Caresser les Français dans le sens du poil

Pour se défaire d’une image peut-être trop urbaine et cosmopolite, il insiste avec intelligence sur quelques formules « à l’ancienne » qui sonnent très « bon sens populaire près de chez nous ». « Les agriculteurs, ils aiment leurs bêtes » ; « J’ai bien conscience qu’on doit aussi arrêter avec les normes et j’espère que vous nous aiderez, parce que c’est pas depuis un bureau à Paris qu’on doit régler les problèmes » ; « Les agriculteurs sont des écologistes parce que la terre est leur outil de travail et moi, je vous le dis franchement, j’ai envie de tordre le cou à un discours négatif qu’on peut parfois entendre chez certains ».

S’adressant directement à un éleveur, il lance une phrase du genre : « Moi j’ai vraiment envie de vous remercier, parce que je n’oublie pas que ce sont les agriculteurs qui nous nourrissent, et je ne veux plus que l’agriculture soit un sujet de second ordre, c’est clairement une priorité de mon action ».  Voilà aussi un autre point important de la méthode Attal : faire de tout une priorité.

La sensibilité et l’empathie : des valeurs féminines qu’il incarne

Et puis vient la cerise sur le gâteau… L’incarnation d’une expérience générale.
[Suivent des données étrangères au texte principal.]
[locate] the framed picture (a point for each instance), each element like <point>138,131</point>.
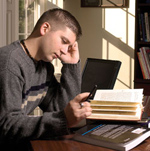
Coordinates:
<point>105,3</point>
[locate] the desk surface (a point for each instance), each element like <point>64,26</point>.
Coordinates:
<point>67,144</point>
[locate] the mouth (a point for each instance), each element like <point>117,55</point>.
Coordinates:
<point>55,55</point>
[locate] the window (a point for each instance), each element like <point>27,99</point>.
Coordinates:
<point>105,3</point>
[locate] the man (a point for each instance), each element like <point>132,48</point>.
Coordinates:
<point>27,80</point>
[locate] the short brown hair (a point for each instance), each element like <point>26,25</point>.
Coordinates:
<point>59,17</point>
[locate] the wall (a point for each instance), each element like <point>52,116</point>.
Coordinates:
<point>3,22</point>
<point>107,34</point>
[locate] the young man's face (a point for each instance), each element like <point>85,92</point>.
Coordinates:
<point>57,43</point>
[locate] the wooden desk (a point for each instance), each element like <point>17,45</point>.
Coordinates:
<point>67,144</point>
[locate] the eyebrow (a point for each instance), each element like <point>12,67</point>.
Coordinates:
<point>66,39</point>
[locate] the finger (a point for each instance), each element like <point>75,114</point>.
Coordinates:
<point>81,97</point>
<point>84,104</point>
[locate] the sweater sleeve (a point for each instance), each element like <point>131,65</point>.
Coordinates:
<point>59,94</point>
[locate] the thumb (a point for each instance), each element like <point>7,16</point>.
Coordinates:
<point>81,97</point>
Le passage du rationnel à l’émotionnel. Ainsi pouvons-nous être à peu près persuadés que lors de son discours de politique générale, le Premier ministre nommera par leurs prénoms quelques Français lambdas pour illustrer son propos. Il se souviendra avec émotion de cette « rencontre avec Gertrude, qui l’a beaucoup marqué » ou quelque chose dans le genre. Ainsi peut-il se targuer d’être l’un des très rares hommes à incarner la valeur sondagière de « l’empathie », d’habitude réservée à des profils féminins comme Marine Le Pen ou auparavant Ségolène Royal.
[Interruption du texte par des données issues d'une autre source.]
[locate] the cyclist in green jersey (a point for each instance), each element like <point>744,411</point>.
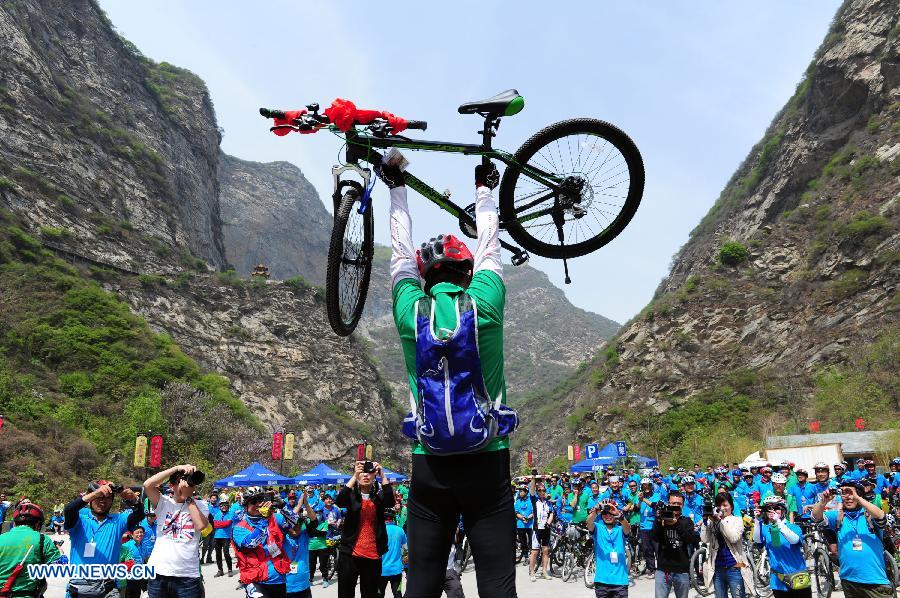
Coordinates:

Aux termes d’un déplacement, Gabriel Attal tire les marrons du feu devant la presse, livrant la substantifique moelle de ce qu’il a appris ce jour-là, un peu à la manière de l’émission « Vis ma vie ». Voici quelques phrases qui peuvent à l’envi être complétées. « Ce qui ressort de mes échanges c’est que [XX] » ; « J’ai demandé au ministre de [XX] de bien vouloir accélérer sur ce dossier parce que clairement il y a un sujet et l’administration doit aussi le prendre en compte parce qu’à un moment donné, le pas de vague ça va bien ».
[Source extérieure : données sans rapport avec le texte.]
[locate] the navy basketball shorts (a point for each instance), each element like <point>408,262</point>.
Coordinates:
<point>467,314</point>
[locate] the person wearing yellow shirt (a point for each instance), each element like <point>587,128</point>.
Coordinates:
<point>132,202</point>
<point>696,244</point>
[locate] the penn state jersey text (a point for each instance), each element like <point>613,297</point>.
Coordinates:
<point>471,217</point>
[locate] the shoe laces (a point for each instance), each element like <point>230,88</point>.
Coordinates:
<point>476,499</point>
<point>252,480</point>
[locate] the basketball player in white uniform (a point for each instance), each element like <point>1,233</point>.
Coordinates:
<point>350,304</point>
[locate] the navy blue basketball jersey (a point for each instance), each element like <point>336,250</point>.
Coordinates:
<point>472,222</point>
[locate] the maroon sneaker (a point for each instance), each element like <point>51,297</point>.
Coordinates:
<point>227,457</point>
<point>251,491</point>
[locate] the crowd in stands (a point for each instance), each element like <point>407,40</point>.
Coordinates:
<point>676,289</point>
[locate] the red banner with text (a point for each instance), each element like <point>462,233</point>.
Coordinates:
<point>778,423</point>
Amusant de constater que le jeune Gabriel Attal est en réalité assez « old school » dans sa méthode. Il y a quelque chose d’assez chiraquien dans cette manière de dire à tout le monde « Vous êtes formidables ». Après tout, même si c’est assez démago, cela vaut mieux que le mépris tant de fois affiché par les petits marquis de la macronie…


Les perles de la politique

Le retour de Najat Vallaud-Belkacem · Après quelques années de disette médiatique, l’ancienne ministre de l’Éducation nationale de François Hollande, Najat Vallaud-Belkacem, opère un retour dans l’espace public. Face aux déboires d’Amélie Oudéa-Castéra, celle qui est aujourd’hui présidente de France Terre d’Asile fustige une « logique de sédition bourgeoise » et s’insurge contre l’établissement catholique Stanislas. Dans l’émission Sens politique, sur France Culture, elle attaque de front Emmanuel Macron, dont elle semble réprouver jusqu’à la personne. « Je sais que le président a fait du théâtre mais je suis très mal à l’aise quand je l’entends jouer. C’est insupportable pour moi. ». Dire qu’ils étaient hier membres du même gouvernement.